Ей повезло — ни разу в ее глазах не мелькнул желтый огонек. Никакой желтизны не было в ее глазах и тогда, когда она замышляла какое-нибудь зло против других. Но она слышала историю Сёльве. О том, что цвет его глаз постепенно менялся. И не хотела рисковать.
Тула хорошо провела время в Скенасе.
Но когда пришло время собираться домой, она тяжело вздохнула. От облегчения и одновременно от сожаления.
Хорошо было иметь такого идола, как Эскиль. Хорошо было устраивать вместе с ним всякие проделки. В таких случаях она обычно думала: «Что бы сказал по этому поводу Эскиль? Он сказал бы, что я смелая и толковая. Ему бы это понравилось». Но хорошо было также просто думать о нем. От идола большего и не требуется. А быть все время поблизости от него казалось ей обременительным. Ей приходилось задумываться над тем, не переступает ли она границы нормального. Ведь Тула желала счастья и успеха тем, кого любила, а тем, кого не выносила, желала всего самого наихудшего, сопровождая свои желания соответствующими проклятиями, которые оказывались действенными. Но Эскиль задавал ей то и дело вопросы, на которые она отказывалась отвечать.
И поскольку он был ее идолом, а не первой любовью, потому что она была еще мала для этого, ее вполне устраивало, что они живут в разных странах.
Они никогда не писали друг другу писем. Такими пустяками Тула не утруждала себя. Но он продолжал оставаться ее путеводной звездой. И это было хорошо, поскольку сознание того, что он человек нормальный, сдерживало в ней на время ее сексуальные интересы. Ей пришлось стать более разборчивой. К примеру, она не стала мстить Амалии за то, что та дружила с другими девчонками. Она не стала также мстить бабушке Сири, когда та запретила ей смотреть, как к корове подпускают быка. (Правда, это не помогло, потому что Тула все же увидела это.) Она не стала мстить и своим многочисленным дядям и тетям из фермерского дома, братьям и сестрам папы Эрланда, хотя она и очень злилась на них за их медлительность и тупость. Они ведь были ее близкими родственниками, и она по-своему любила их. Но в то же время она понимала, что ее любимый папочка был единственным из них, у кого варила башка. Не то, чтобы он отличался ученостью — вовсе нет, но здоровый крестьянский ум у него присутствовал. К тому же он был так добр к ней и к маме Гунилле, что только за одно это его стоило обожать.

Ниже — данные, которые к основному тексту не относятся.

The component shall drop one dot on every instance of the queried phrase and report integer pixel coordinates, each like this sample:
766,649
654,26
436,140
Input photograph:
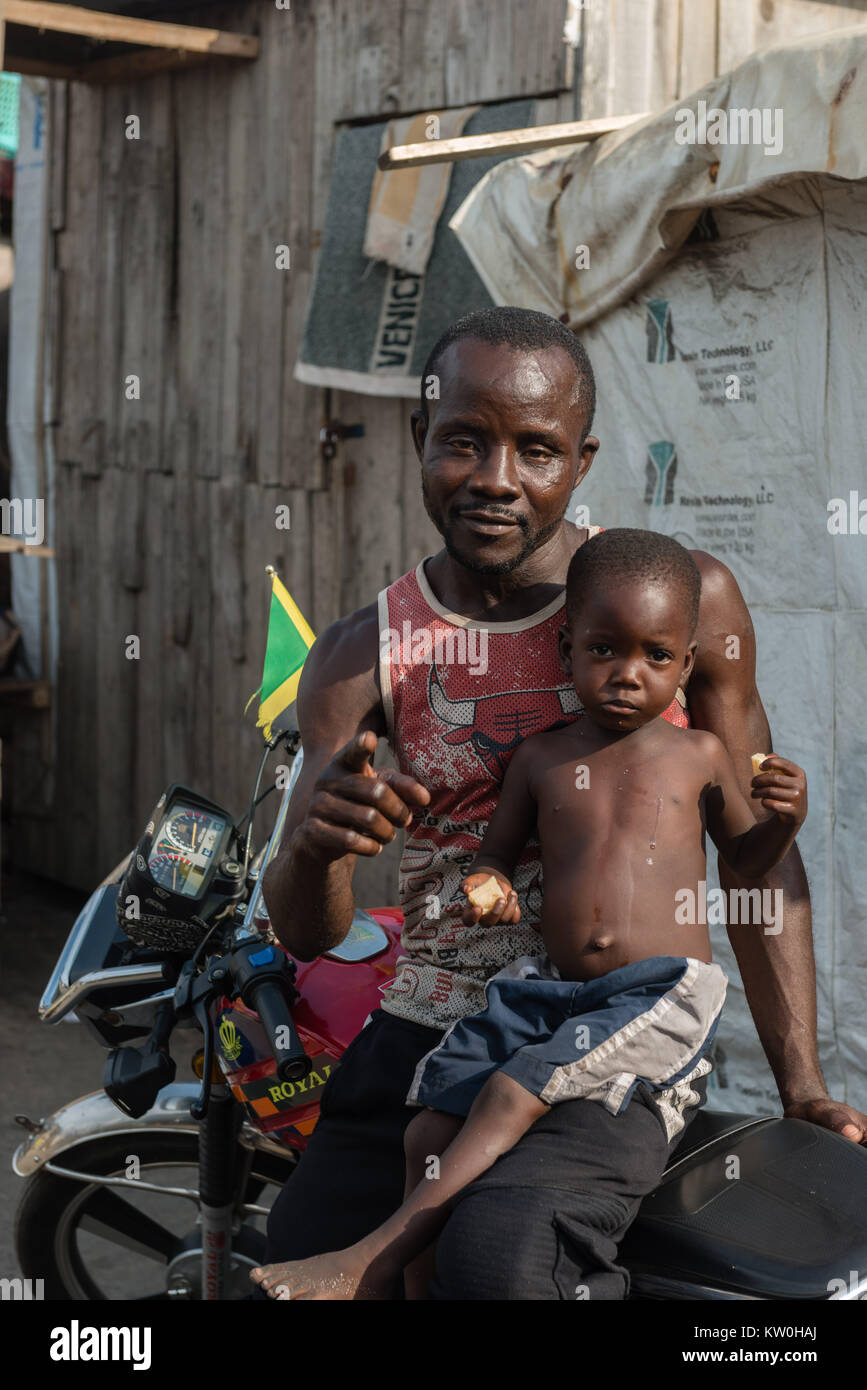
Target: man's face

Впрочем, ее родители были такими разными. Но они понимали и уважали друг друга, и Тула знала, что ее мама пережила в детстве много трудностей — ей рассказывала об этом бабушка Эбба. Но папа Эрланд был всегда таким терпеливым по отношению к маме, утешал ее, когда у нее появлялся страх перед людьми или в памяти всплывали мучительные воспоминания.
Тула хорошо понимала, почему ее умная, прекрасная мама вышла замуж за папу Эрланда, который был не слишком умен и временами даже говорил такое, что все над ним смеялись.
Ни у кого не было таких прекрасных родителей, как у нее!
И когда Туле было одиннадцать, почти двенадцать, лет, она пережила нечто такое, что заставило ее забыть о своем решении не заниматься колдовством.
3
Тула, разгуливала достаточно свободно по окрестностям и однажды шла домой из Бергквары. Возле бергундской церкви ее остановила похоронная процессия.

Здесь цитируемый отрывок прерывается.